It was wonderful and I am so happy that I am doing it now but it is also bittersweet because there were constant reminders that I am not the same and never will be perhaps and that is so hard to know while at the same time I am so happy that I am recovered to this point now which is so not where I am content to be when I just want to be normal again but it so nice to be walking that is a thrill. The experience was surreal. At one point the noise was getting to me with babies crying and the music seemed to be more than one kind, country and then christmas carols at the same time, and the place seemed too loud too chaotic to look at too. I thought I may have made a mistake and should go home. But I sat with a coffee and perhaps that caffeine helped me focus because then I was up walking and going into stores. I was feeling the vestibular stuff as usual but the cane helped me with the dizzy feelings so I didn't fall over or lose balance. I am ok as long as I can hold something or someone. The cane made it better than holding onto a person who is moving also. the cane was rooted to the floor.

 

I soon became accustomed to the sounds or maybe just got away from sounds of screaming and conflicting music but there were visual horrors to deal with. People seem to move at lightening speed. I know that I move slow but this is different because I just can't tell how fast they are going so when they pass me it feels so fast and I stop because it feels like they are going to knock me over. In fact they do seem to come too close but I can't be sure it that is because they really do or if I am wigging out about it. I can't walk with someone whizzing past so I always stop. Note to self: give extra room to people using canes or walkers instead of impatiently squeezing by them.

I also had a hard time with the decorations that I love like the blinking lights, tall trees that I want to look up at but that sends me off in a dizzy spell. the big wide space of the mall makes it hard for me to walk.

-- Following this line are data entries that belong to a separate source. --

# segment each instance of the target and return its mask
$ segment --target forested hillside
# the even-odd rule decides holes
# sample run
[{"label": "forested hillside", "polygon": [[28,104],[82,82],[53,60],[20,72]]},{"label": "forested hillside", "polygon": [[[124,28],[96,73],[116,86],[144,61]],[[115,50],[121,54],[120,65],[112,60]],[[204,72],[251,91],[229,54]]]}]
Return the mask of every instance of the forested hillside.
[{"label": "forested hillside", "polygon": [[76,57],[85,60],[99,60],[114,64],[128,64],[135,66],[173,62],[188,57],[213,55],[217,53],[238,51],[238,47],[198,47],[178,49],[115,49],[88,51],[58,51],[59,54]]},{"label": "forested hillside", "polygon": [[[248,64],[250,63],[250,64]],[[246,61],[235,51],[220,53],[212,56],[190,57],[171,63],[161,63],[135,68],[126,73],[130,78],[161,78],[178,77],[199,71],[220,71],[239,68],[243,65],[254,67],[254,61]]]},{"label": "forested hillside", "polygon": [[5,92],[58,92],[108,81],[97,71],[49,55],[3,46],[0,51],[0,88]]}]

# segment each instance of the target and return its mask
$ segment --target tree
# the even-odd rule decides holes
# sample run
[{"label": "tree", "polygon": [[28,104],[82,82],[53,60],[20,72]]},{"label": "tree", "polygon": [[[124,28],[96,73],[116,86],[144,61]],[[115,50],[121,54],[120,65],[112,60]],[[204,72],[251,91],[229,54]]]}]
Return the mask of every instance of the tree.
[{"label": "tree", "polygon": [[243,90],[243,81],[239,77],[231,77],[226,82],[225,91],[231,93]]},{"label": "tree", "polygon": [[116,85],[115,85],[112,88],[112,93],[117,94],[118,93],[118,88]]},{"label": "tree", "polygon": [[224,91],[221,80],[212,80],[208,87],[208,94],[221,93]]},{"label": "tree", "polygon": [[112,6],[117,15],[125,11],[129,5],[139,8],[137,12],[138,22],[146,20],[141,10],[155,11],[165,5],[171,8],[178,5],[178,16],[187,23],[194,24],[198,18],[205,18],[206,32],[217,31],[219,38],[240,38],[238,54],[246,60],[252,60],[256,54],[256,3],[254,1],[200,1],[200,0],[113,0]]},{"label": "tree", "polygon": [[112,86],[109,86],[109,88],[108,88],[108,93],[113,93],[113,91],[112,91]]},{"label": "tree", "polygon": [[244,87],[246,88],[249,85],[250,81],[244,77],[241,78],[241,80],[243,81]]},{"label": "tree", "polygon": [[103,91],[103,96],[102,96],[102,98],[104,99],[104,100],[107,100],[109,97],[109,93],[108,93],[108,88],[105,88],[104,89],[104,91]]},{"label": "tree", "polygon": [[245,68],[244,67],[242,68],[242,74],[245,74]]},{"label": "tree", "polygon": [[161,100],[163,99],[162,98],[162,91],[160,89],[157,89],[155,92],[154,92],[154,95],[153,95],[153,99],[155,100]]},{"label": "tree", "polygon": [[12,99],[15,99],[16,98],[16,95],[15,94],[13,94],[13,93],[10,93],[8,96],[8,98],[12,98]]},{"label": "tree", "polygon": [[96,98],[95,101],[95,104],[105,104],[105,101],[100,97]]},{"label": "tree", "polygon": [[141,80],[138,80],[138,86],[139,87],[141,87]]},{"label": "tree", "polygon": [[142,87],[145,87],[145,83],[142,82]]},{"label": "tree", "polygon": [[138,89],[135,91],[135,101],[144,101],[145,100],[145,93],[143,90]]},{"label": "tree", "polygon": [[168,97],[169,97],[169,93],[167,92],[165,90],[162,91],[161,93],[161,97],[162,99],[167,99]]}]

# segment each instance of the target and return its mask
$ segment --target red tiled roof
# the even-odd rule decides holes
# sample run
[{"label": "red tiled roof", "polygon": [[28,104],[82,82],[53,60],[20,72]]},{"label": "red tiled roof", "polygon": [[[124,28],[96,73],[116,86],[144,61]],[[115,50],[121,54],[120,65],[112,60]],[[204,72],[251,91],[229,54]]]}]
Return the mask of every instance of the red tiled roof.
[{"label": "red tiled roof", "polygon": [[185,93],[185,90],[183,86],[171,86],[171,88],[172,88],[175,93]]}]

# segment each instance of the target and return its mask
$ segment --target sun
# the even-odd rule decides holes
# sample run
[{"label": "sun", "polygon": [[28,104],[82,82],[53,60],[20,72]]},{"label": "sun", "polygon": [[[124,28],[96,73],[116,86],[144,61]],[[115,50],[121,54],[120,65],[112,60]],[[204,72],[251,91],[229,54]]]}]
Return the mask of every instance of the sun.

LOL. Isn't that weirdest thing but it is true. I walk better in my small space than in a big space like a parking lot or the inside mall. I did better when I got inside a store. When there is so much to look at I get all spinning. Sometimes I am walking and then I just suddenly feel lost and floating like I need to hold onto something. It was good to have my family close by and I can't imagine going out alone but I want to. I was thrilled when they left for a while and I walked into a store on my own. I tried not to walk close to any display I may destroy lol and I felt so daring to be off on my solo mall mission. And then they were calling my cell phone wondering where I had gone! OMG it felt great to be someplace alone and no one knew where I was for about 15 minutes LOL! I had escaped!!!! Yep mission accomplished I bought lotions for gifts! I got one for me as usual too.

 

Then we stopped and got these milk teas with boba in them. Boba is my new passion. I know they are not on my list of 10 things to eat but I do it anyway occasionally. This was the day for it. I sat in a real chair with my own shopping bag I got on my own two walking feet and had boba.

 

I didn't listen when they told me not to over do it. I mean how do I stop having so much fun? I walked the whole way back when I should have listened and had the car pulled around but I just loved walking so much. I wanted to see more stores and it was a tiny mall but not to my hibernating muscles. I am still suffering stiff and sore muscles. I am using icyhot and stretches and of course pain meds but I can't walk much now. I am sitting here in my new christmas pajamas so who am I to complain. I had a wonderful time and I may do it again but hopefully with the sense to not walk so far so long.

 

That was a fun time and I got what I wanted for Christmas which was to walk in the mall, carrying my own purse and doing some shopping.

It was heaven.

But it was also the flip side of that because I know this isn't like ok I am fully recovered back to normal and this is seeping into daily life acceptance. It is sometimes embarrassing too because this vulnerable incapable self isn't how I usually roll. But I underestimate how I am viewed by others sometimes. I feel kind of ashamed and humiliated that I am like this ok even if it is irrational I do feel like I have failed something by becoming less than.... so anyway on one occasion my neighbor stopped and congratulated me on walking now and expressed admiration that I was up and getting out. On another occasion, a class cohort I hadn't seen much stopped and expressed admiration that I was still attending school. This helped me feel my progress as real and that I am really coming along. On the flip side--for me there always is one==I feel singled out noticed because I am the one that maybe isn't going to finish school now and the one with the sad happenings. I am so glad they notice and care and that means so much to me but I don't want this kind of attention. I wanted to be admired for more than stroke recovery LOL. I am greedy vain type here ok! I just can't describe how weird it feels to have people congratulating me on walking. walking. I took it for granted then it was the driving force of my life just to be able to take a step and not fall. But to walk for a substantial distance seemed impossible then and yet this accomplishment is so huge and it is for me but on the other hand it isn't sounding like it is much. Like they are congratulating me on still breathing. I guess they could do that too. This just all feels surreal.

 

But I will take my moment in that mall. Miss America never had such a lovely walk down as I did that day in the mall walking into the store all on my own. Just being out is an accomplishment in my current state. I seem to find fun at a lower threshold these days because a mall trip with my favorite boba or coffee is pure heaven now. I have this pain thing so I need to be comfy without constricting clothing. I go out in comfy clothes only. I get irritable when I am out sometimes and I don't like that part or that i have that in me. My family can irritate me beyond belief and they are often not kind when they deal with me but i know I can be miserable to be around until the pill kicks in sometimes. I still want to have fun though. They know it passes and then we have fun again but I often feel that I ruin it all the time and so who wants to be around that. Life gets simple and then complicated at the same time. But hey walking here. walking. walking walking. walking in these slipper-like shoes LOL!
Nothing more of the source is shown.